Development of a Water Quality Control System for Catfish Cultivation Using the Fuzzy Logic Method with IoT-Based Monitoring

Abstract

Catfish (Clarias spp.) is a freshwater species known for its resilience to murky water conditions. However, when the water quality deteriorates excessively, it can become a breeding ground for diseases that hinder fish growth and even lead to mortality. Consequently, regular water changes are crucial to maintaining optimal conditions for fish cultivation. In response to this issue, this study proposes the development of an automated monitoring and control system to help manage water quality in aquaculture systems.
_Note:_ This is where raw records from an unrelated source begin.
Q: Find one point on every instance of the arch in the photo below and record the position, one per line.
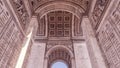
(59, 46)
(60, 61)
(60, 6)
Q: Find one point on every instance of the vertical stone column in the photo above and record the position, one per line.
(46, 62)
(36, 59)
(73, 62)
(81, 55)
(95, 54)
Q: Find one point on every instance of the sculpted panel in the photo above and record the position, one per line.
(109, 38)
(11, 37)
(98, 11)
(21, 13)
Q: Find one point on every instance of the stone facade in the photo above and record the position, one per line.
(75, 32)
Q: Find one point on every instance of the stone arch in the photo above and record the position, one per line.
(60, 6)
(59, 46)
(59, 53)
(59, 61)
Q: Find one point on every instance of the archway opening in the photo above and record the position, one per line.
(59, 65)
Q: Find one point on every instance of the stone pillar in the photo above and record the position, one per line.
(95, 54)
(81, 55)
(45, 62)
(36, 59)
(73, 62)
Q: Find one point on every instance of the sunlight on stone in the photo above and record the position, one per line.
(59, 65)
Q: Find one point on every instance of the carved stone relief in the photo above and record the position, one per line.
(98, 11)
(108, 37)
(22, 13)
(11, 37)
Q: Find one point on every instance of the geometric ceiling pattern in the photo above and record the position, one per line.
(59, 24)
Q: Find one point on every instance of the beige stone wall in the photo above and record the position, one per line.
(36, 59)
(11, 37)
(81, 55)
(108, 35)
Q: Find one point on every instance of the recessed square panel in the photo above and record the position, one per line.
(66, 18)
(52, 26)
(66, 26)
(60, 33)
(51, 18)
(51, 33)
(59, 18)
(59, 26)
(66, 32)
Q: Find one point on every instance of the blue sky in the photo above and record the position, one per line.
(59, 65)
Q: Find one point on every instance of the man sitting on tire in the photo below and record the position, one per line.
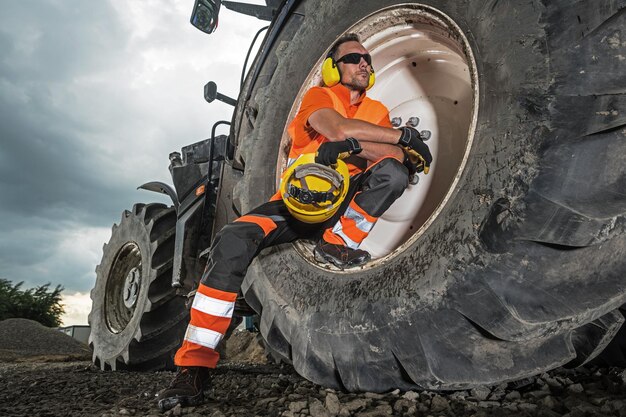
(328, 121)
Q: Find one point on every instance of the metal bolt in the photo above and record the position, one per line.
(425, 134)
(413, 121)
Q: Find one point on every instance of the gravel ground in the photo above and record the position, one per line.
(39, 378)
(79, 389)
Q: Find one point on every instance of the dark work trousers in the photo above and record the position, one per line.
(236, 245)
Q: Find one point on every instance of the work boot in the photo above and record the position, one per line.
(340, 255)
(186, 389)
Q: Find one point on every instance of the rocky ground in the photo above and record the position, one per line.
(29, 386)
(79, 389)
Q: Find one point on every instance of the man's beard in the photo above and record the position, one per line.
(357, 83)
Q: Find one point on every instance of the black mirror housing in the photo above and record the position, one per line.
(205, 15)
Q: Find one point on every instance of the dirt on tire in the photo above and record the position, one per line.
(81, 389)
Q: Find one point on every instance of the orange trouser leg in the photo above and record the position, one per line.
(211, 313)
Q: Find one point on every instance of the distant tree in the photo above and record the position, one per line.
(40, 303)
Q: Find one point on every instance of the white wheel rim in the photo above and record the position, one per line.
(424, 68)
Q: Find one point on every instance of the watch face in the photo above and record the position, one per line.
(306, 197)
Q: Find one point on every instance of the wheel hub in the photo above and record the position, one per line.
(425, 74)
(131, 287)
(123, 287)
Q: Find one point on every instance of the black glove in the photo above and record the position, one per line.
(328, 152)
(411, 140)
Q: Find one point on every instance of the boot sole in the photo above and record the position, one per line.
(185, 401)
(324, 259)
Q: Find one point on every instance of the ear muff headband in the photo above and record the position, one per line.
(331, 75)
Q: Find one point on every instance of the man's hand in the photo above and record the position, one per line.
(410, 140)
(328, 152)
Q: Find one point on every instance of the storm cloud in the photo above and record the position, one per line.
(93, 98)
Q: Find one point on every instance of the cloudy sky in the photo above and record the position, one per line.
(93, 97)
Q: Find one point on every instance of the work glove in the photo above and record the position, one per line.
(328, 152)
(418, 151)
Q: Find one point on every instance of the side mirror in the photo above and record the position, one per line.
(204, 15)
(210, 94)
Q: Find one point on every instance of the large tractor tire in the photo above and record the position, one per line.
(137, 321)
(513, 258)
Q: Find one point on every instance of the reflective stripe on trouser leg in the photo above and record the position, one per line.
(384, 183)
(233, 249)
(354, 225)
(211, 313)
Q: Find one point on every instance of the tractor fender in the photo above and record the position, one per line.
(162, 188)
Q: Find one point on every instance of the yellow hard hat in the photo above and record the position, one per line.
(314, 192)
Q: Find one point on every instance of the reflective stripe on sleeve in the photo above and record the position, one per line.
(203, 337)
(213, 306)
(360, 221)
(338, 230)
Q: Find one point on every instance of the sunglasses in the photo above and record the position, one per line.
(355, 58)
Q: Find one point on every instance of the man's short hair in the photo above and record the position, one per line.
(348, 37)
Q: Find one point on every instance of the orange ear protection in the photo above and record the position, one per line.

The system integrates various sensors, including pH, DS18B20 temperature, HC-SR04 distance, turbidity, and MQ-135 air quality sensors, along with a Wemos D1 R32 microcontroller, water pump, servo motor, and an ESP-32 camera for real-time monitoring. An Android application is used to facilitate manual or automatic control of the system. The fuzzy logic method is employed to maintain optimal water quality parameters, with target values for temperature between 27-29°C, pH between 6.5-8.5, and turbidity below 32 NTU. System tests revealed that reducing the water temperature from 34°C to the target range of 27-29°C took 180 minutes, while stabilizing the pH from 9 to the optimal range (6.5-8) also took 180 minutes. Similarly, it took 187 minutes to reduce turbidity from 40.3 NTU to below 32 NTU. The results from Android-based monitoring and control tests showed that nearly all trials were successfully conducted. This research contributes significantly to the development of IoT-based automation in aquaculture, particularly in water quality control, offering a reliable and efficient solution to enhance the sustainability of catfish farming practices.